Het uur één in de morgen, is een goed uur om te gaan slapen. Ik ben dan voldoende vermoeid om in te slapen zonder dat ik lig te piekeren over het een of het ander: mijn blog is ingelogd en ik heb nog enkele pagina’s gelezen in mijn Pfeijffer-boek.

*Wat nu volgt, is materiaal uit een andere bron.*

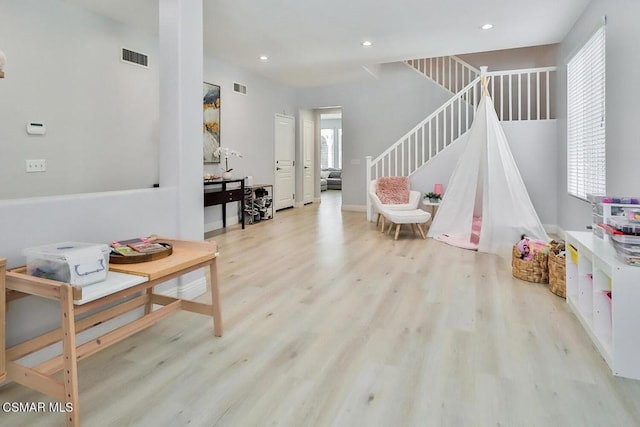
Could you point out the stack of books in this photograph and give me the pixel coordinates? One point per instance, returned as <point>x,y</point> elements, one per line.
<point>137,246</point>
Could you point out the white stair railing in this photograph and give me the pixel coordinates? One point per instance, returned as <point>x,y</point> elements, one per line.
<point>450,72</point>
<point>517,95</point>
<point>523,94</point>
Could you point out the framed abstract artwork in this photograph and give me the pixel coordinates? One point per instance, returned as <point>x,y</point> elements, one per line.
<point>211,122</point>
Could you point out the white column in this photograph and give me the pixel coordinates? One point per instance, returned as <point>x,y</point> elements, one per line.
<point>367,183</point>
<point>180,127</point>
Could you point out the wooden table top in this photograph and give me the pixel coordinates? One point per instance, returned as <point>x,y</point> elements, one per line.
<point>186,253</point>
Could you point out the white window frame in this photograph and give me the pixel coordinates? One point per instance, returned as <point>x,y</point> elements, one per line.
<point>586,124</point>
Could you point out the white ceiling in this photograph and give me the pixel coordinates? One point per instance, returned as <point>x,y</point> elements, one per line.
<point>318,42</point>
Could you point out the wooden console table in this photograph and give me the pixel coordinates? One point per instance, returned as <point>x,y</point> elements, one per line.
<point>223,195</point>
<point>124,280</point>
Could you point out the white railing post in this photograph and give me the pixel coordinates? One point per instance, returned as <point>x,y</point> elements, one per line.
<point>367,183</point>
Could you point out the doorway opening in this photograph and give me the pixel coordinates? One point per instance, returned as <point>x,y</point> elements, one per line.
<point>331,152</point>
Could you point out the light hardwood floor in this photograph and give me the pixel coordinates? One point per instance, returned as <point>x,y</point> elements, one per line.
<point>328,322</point>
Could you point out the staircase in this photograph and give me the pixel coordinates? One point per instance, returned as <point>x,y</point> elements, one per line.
<point>517,95</point>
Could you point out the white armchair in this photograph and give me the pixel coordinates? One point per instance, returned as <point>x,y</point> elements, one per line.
<point>380,208</point>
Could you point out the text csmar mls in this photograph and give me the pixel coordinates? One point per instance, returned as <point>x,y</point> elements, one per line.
<point>37,407</point>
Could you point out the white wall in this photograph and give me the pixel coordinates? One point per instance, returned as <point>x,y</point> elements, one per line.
<point>533,145</point>
<point>622,110</point>
<point>375,114</point>
<point>514,59</point>
<point>64,70</point>
<point>246,125</point>
<point>107,216</point>
<point>97,217</point>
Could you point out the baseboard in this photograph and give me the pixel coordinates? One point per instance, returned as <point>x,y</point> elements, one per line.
<point>560,232</point>
<point>354,208</point>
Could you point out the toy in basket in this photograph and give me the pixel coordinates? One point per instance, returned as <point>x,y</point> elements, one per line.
<point>557,269</point>
<point>529,260</point>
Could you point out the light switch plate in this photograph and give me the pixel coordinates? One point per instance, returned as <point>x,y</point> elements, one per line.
<point>36,165</point>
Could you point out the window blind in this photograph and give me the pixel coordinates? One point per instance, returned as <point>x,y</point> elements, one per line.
<point>586,154</point>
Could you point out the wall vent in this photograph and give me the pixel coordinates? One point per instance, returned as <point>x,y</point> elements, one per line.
<point>238,88</point>
<point>135,58</point>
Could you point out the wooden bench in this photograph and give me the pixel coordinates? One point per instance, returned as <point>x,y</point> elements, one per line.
<point>136,281</point>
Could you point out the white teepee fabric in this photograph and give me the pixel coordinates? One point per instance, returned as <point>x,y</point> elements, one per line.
<point>486,187</point>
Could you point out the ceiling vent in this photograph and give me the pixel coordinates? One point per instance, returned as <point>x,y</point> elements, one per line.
<point>135,58</point>
<point>238,88</point>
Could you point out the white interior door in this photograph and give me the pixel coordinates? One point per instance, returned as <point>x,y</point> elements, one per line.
<point>307,159</point>
<point>285,150</point>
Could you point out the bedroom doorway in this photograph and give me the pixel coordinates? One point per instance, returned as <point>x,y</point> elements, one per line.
<point>331,152</point>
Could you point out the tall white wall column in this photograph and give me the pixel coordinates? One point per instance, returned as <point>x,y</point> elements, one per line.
<point>180,127</point>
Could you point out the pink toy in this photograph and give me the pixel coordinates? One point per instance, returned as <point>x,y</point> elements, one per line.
<point>525,251</point>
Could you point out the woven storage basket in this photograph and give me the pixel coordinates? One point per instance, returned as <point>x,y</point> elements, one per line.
<point>557,275</point>
<point>535,270</point>
<point>557,269</point>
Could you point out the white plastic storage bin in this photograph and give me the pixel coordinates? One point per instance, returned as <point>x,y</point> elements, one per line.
<point>71,262</point>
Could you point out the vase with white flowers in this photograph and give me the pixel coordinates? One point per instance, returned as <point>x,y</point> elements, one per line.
<point>225,153</point>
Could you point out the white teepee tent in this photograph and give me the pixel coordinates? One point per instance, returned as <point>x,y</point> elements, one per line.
<point>486,205</point>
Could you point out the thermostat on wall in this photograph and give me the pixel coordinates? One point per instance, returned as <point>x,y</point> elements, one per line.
<point>35,128</point>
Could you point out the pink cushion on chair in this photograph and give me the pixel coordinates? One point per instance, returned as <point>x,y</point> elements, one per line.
<point>393,190</point>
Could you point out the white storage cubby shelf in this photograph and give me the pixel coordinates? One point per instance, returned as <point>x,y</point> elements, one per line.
<point>613,324</point>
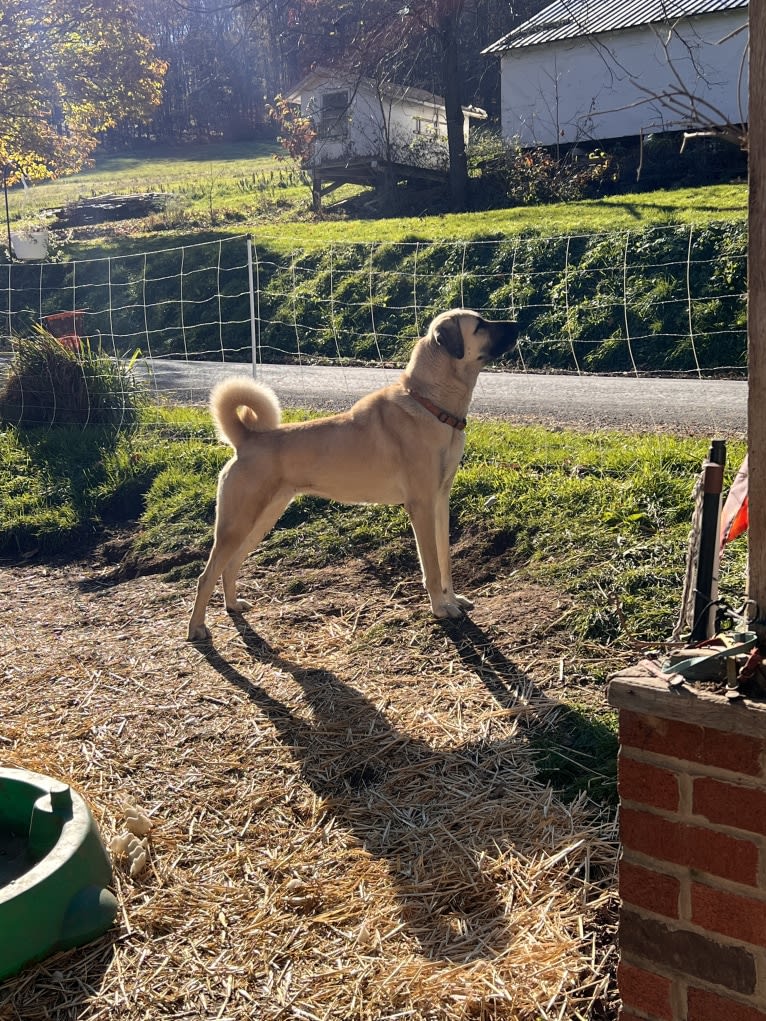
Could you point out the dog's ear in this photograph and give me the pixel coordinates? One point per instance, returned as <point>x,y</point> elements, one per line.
<point>447,333</point>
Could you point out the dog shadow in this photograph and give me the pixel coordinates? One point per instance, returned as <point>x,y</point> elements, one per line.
<point>417,807</point>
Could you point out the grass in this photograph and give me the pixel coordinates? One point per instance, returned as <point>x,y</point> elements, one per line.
<point>231,188</point>
<point>604,517</point>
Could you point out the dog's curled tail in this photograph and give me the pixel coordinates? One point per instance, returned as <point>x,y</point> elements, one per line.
<point>241,406</point>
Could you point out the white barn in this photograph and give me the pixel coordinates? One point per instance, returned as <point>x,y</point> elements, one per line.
<point>585,69</point>
<point>372,133</point>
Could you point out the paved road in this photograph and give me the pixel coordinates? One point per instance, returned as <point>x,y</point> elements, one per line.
<point>707,407</point>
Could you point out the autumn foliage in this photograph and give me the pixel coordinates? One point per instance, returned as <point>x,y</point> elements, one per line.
<point>69,70</point>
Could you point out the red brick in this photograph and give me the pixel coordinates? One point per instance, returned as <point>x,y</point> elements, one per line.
<point>649,889</point>
<point>741,918</point>
<point>693,743</point>
<point>696,955</point>
<point>730,805</point>
<point>644,991</point>
<point>648,784</point>
<point>693,846</point>
<point>706,1006</point>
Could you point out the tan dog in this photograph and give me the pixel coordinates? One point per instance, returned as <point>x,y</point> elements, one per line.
<point>400,444</point>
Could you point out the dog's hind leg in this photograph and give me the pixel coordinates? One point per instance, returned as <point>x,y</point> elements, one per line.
<point>264,523</point>
<point>226,544</point>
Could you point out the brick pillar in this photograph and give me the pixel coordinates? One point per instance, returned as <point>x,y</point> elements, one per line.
<point>692,867</point>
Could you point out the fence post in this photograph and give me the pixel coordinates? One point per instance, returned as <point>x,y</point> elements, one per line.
<point>757,319</point>
<point>253,332</point>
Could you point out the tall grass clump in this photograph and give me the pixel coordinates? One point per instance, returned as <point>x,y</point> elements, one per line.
<point>49,384</point>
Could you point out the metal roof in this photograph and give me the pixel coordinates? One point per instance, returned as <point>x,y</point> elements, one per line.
<point>569,18</point>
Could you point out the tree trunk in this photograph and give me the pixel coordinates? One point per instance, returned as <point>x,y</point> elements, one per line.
<point>453,109</point>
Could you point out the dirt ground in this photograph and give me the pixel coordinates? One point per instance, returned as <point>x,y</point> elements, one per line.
<point>347,821</point>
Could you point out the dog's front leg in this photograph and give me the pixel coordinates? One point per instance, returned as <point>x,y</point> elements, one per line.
<point>444,555</point>
<point>425,525</point>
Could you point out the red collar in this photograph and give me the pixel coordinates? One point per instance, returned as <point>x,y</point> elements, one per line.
<point>439,412</point>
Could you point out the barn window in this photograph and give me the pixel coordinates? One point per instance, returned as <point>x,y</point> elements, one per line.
<point>333,114</point>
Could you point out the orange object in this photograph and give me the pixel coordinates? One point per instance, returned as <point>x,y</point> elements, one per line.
<point>65,327</point>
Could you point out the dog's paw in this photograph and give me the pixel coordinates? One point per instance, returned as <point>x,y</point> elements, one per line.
<point>445,611</point>
<point>239,606</point>
<point>198,632</point>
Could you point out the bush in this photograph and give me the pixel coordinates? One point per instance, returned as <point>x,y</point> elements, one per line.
<point>50,384</point>
<point>531,177</point>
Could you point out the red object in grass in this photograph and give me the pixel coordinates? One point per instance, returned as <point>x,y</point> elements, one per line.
<point>65,327</point>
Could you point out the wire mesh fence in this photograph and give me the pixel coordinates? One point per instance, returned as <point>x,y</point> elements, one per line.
<point>668,300</point>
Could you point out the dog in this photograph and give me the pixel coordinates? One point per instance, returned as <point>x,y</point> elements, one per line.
<point>400,444</point>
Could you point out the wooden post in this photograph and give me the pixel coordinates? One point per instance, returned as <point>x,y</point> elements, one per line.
<point>757,318</point>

Ik ben stilaan gewoon geraakt aan zijn uitgerekte zinnen die niet alleen bedoeld zijn om alles grondig te verklaren, maar ook om de mogelijk reacties erop onder ogen te nemen en in detail te beschrijven. Er wordt dus meer geredeneerd in zijn boek dan gehandeld. Wat eerder ongewoon overkomt, maar schrijven kan hij en zijn woordenschat is verrassend ruim. Hij boeit me, hij zet me aan om verder te lezen - ben ongeveer halfweg - en wat het slapen betreft, vorige nacht sliep ik in een stuk van één tot zes uur dertig. Ik denk niet dat ik wakker geweest ben, in elk geval ik herinner me het niet. Ik ben dus ondanks de stijfheid in mijn wijsvinger, middenvinger en duim tot een zekere rust gekomen, een rust die ik in lang niet meer gekend heb.
Ik heb me ontlast van verleden en toekomst, ontlast van de grote dingen in het leven en vooral van het schrijven van een nieuw en beter boek, al was ik er al aan begonnen en durf ik er nog mee begaan zijn om te weten hoe het verder zou kunnen. Maar mijn gedachten overstijgen niet de gewone gang van zaken in een leven en mijn bedoeling was er ver van af te wijken om uit te komen in het totaal nieuwe, het totaal onverwachte en te schitteren als auteur.
Maar ik heb dit nu ver op de achtergrond geschoven, er is geen jacht meer, geen hopen op enige erkenning, neen, ik blijf bij mijn dagelijks optreden als blogschrijven en het volstaat me. Zo, wat me mijn ganse leven heeft beziggehouden is afgezwakt, is geen doel meer, elk verwachten is stil gevallen, is uitgedoofd met hoogstens nog wat rook.
Ik voel me er goed bij, geen al te grote verwachtingen meer te hebben, dan toch niet wat het schrijven aangaat.